This 9 July 2017 video says about itself:
VW Bosses Knew Cost Of Emissions Scandal Weeks Before Disclosure
Almost a month before investors were informed, German newspaper Bild am Sonntag reported that a Volkswagen manager told the then chief executive and other managers that the carmaker’s diesel emissions cheating could cost up to $18.5 billion.
Investors were told about VW’s systematic emissions test cheating using illegal software on Sept. 18 2015. This was when the U.S. Environmental Protection Agency informed markets.
The Sunday newspaper Bild am Sonntag reported that Oliver Schmidt, a VW executive told the then CEO Martin Winterkorn about possible financial implications at an Aug. 25, 2015 presentation. Schmidt was arrested in Miami in January this year.
Another video used to say about itself:
Volkswagen bosses to be paid £49m despite record losses
28 April 2016
Volkswagen is to pay a dozen current and former senior managers a total of about €63m (£49m, $71m) for 2015, despite reporting record annual losses following its emissions scandal.

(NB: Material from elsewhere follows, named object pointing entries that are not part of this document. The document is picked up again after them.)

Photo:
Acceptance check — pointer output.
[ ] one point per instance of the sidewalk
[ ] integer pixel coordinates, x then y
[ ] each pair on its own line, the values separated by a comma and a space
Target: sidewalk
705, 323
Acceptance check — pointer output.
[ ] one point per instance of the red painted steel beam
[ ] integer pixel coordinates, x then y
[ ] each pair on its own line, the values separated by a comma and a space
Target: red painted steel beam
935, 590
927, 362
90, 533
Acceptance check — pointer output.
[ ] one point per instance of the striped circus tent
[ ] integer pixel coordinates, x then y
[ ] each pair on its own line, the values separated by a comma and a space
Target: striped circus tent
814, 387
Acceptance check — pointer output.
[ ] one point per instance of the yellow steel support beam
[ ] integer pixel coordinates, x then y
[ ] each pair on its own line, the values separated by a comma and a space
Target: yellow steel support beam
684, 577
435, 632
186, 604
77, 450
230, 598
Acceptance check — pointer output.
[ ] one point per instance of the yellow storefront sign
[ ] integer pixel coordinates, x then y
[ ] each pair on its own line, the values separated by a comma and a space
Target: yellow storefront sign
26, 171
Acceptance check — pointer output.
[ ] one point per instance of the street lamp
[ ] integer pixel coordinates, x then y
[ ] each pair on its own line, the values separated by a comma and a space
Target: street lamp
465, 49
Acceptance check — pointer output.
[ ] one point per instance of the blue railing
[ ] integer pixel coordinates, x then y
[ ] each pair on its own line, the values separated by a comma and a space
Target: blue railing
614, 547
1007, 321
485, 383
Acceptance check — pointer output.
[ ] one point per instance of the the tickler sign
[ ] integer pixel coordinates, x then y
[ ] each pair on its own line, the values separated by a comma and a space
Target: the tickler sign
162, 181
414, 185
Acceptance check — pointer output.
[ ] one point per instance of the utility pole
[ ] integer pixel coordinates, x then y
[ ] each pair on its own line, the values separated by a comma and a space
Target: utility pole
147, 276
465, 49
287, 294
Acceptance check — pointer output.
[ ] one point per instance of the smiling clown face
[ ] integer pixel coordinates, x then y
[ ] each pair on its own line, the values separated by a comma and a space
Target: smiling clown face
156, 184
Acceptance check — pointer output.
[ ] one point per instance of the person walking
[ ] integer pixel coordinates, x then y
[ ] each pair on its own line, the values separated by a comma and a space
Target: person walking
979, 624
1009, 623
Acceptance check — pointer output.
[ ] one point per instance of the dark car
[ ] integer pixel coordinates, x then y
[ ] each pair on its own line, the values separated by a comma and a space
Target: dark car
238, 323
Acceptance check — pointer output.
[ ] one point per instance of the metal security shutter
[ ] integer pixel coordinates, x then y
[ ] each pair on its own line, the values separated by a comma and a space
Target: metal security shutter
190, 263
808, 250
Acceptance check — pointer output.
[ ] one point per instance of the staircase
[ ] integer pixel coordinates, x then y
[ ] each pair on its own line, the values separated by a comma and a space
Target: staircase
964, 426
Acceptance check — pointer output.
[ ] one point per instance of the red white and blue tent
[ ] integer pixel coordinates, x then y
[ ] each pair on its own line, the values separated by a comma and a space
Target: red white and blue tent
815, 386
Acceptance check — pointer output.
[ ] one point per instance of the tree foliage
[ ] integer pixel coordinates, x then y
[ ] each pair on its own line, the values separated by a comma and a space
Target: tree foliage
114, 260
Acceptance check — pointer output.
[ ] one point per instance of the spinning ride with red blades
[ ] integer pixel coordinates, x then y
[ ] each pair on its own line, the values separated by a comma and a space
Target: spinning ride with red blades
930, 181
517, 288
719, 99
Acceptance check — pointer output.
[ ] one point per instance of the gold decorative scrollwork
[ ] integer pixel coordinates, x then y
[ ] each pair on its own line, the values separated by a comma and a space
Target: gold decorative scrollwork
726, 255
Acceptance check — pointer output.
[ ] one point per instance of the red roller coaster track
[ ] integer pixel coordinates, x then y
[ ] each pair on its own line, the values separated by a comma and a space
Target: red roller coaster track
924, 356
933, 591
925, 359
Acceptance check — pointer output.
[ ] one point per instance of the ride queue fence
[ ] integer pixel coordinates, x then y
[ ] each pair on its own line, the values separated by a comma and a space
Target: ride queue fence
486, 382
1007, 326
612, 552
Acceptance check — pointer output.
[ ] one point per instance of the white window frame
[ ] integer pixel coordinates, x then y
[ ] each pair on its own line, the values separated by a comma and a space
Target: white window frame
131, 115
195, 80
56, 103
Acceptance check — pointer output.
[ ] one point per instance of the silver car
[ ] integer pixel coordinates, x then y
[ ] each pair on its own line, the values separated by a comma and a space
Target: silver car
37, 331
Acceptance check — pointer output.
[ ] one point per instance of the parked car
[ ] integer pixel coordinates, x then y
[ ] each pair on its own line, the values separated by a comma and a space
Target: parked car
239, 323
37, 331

Translated from Dutch NOS TV:
‘Absurd that Volkswagen goes scot-free’
Today, 07:45
It is absurd that nothing is done in the Netherlands about Volkswagen. Their fraud with emissions testing is one of the biggest scandals in the car industry ever. Millions of customers have been lied to and the extra emissions cost lives, but regulators and the government just let it happen.
So says the Consumers Association one year after the Volkswagen scandal came to light. “Customers are tricked,” says director Bart Combée of the Association. “Theis is what jurists call ‘unfair commercial practice’. But the Authority for Consumer & Market (ACM) does not even investigate. Incomprehensible.”
The Consumers Association will now submit an enforcement request to the ACM. …
European Union Commissioner Jourova (Justice and Consumer Affairs) noted this month that in twenty member states Volkswagen has violated the law. …
Under pressure from the US American environmental authority EPA Volkswagen confessed last September that they committed fraud with the emission of nitrogen oxide (NOx) emissions of diesel cars. Fraudulent software ensures that the car during an emission test does not exceed the maximum allowable emissions of NOx. But on the road the car emits five times as much. That happens in about 11 million cars worldwide. …
Volkswagen was keen to reach a settlement quickly in the USA, because they expected to still come off much worse in a lawsuit. …
In the Netherlands there are 160,000 Volkswagen fraudulent diesel cars.